For several years, I worked as a Field Engineer in the 1970s for the Nevada Department of Transportation. 

At that time, my duties included traveling to highway construction project sites to prepare the final report of quantities used on the various projects. 

One of these was a project on U.S. 95 at Goldfield Summit south of town being administered by Resident Engineer, Albert Aguirre. 

On the first day, Albert took me on a tour of the project. The terrain was basically a beautiful desert landscape through a forest of Joshua trees. As we rode through project, Albert pointed out features of the construction site. 

The road crossed over a deep wash that Albert told me was called Chinaman Wash. When I asked how it got that name, he told me there had been a terrible wreck at the site where several Chinese gamblers heading to Las Vegas were killed.

Since there were no hotels in Goldfield except the Goldfield Hotel that has been closed since the 1940s, I stayed at the Mizpah hotel in Tonopah and commuted to work for the week I was there. 

Aguirre’s office was located in a room at the old Esmeralda County Court House. Early one morning, the District Judge came in and was looking at his watch. 

He then announced that there was going to be an atomic bomb test at the Nevada Nuclear test site within a few minutes. Sure enough, the old court house shuddered from the blast at the nearby test site. 

While I was at the office, I visited the rest room and found that they still had the old toilets with a large tank of water overhead and a chain that hung down that had to be pulled in order to flush.
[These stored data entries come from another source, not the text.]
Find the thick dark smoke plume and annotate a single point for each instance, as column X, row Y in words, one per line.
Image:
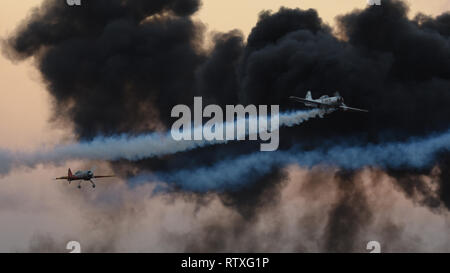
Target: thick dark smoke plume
column 120, row 66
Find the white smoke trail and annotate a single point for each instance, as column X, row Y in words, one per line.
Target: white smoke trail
column 238, row 172
column 129, row 148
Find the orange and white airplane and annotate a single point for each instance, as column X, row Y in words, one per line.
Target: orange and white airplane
column 82, row 176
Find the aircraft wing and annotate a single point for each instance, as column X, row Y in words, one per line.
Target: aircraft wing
column 103, row 176
column 346, row 108
column 310, row 101
column 62, row 177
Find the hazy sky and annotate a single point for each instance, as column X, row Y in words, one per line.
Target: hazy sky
column 24, row 104
column 32, row 204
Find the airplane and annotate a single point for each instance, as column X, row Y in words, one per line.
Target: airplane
column 82, row 176
column 326, row 102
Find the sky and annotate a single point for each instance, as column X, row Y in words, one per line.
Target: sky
column 25, row 106
column 42, row 215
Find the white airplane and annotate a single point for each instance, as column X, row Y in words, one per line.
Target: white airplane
column 82, row 176
column 326, row 102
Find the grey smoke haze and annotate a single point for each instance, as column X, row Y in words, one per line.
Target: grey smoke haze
column 136, row 59
column 136, row 148
column 309, row 212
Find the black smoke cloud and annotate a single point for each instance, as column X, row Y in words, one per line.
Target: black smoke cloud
column 120, row 66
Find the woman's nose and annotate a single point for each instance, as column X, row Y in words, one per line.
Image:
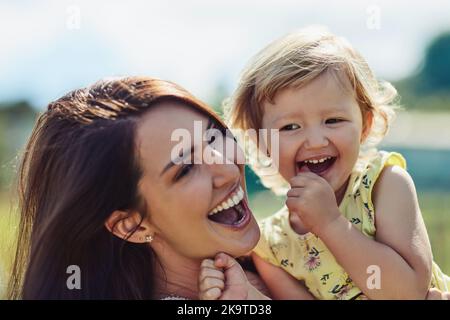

Being an amateur archaeologist and a scrounger, I decided to visit the old Goldfield dump while I was in town. 

At that time, I found some interesting trash I want to mention. When the Goldfield mines were thriving, over 30,000 people lived there. 

The town was prospering and people were living to the full extent of their prosperity. Many of the miners who came to Goldfield were California transplants. Items I found in the Goldfield dump were indications of their extravagance. 

As an example, the dump had countless large empty rectangular cans labeled “oysters.” This shows the restaurants in Goldfield catered to Californians who had a taste for Bay Area seafood hauled in by the wagon load. 

Another item plentiful at the dump was hundreds of log cabin shaped cans that once held Log Cabin syrup. These came in both large and small sizes. 

The entire dump area was also littered with hundreds of liquor bottles of many sizes, colors and shapes. This was typical in all early Nevada mining camp dumps.

Many of these were broken, since antique bottle collectors had picked over the site before I had arrived. I did find a small purple medicine bottle from Cannon Drug Company in Goldfield.

On the south side of town I saw a large yard where an elderly lady named Lena Hammond was selling purple glass that had turned color from being out in the sun for a long period of time. I stopped and asked her if she had any purple shot glasses, since I had always wanted one. 

She did not have any but I have since bought one in Folsom California. The lady’s name was Lena Hammond and she and my Mother-in-Law, Mary Murphy from Tonopah had known each other years before.

At the advice of some local residents, I made a visit to the Santa Fe Saloon on the north side of town for a few beers after work. 

I also visited the gem field west of town, but I was not able to retire on what I had found there. I did take a drive along some of the trails that had once been railroads tracks in and out of town. Being an old desert rat at heart, I truly enjoyed my time in Goldfield.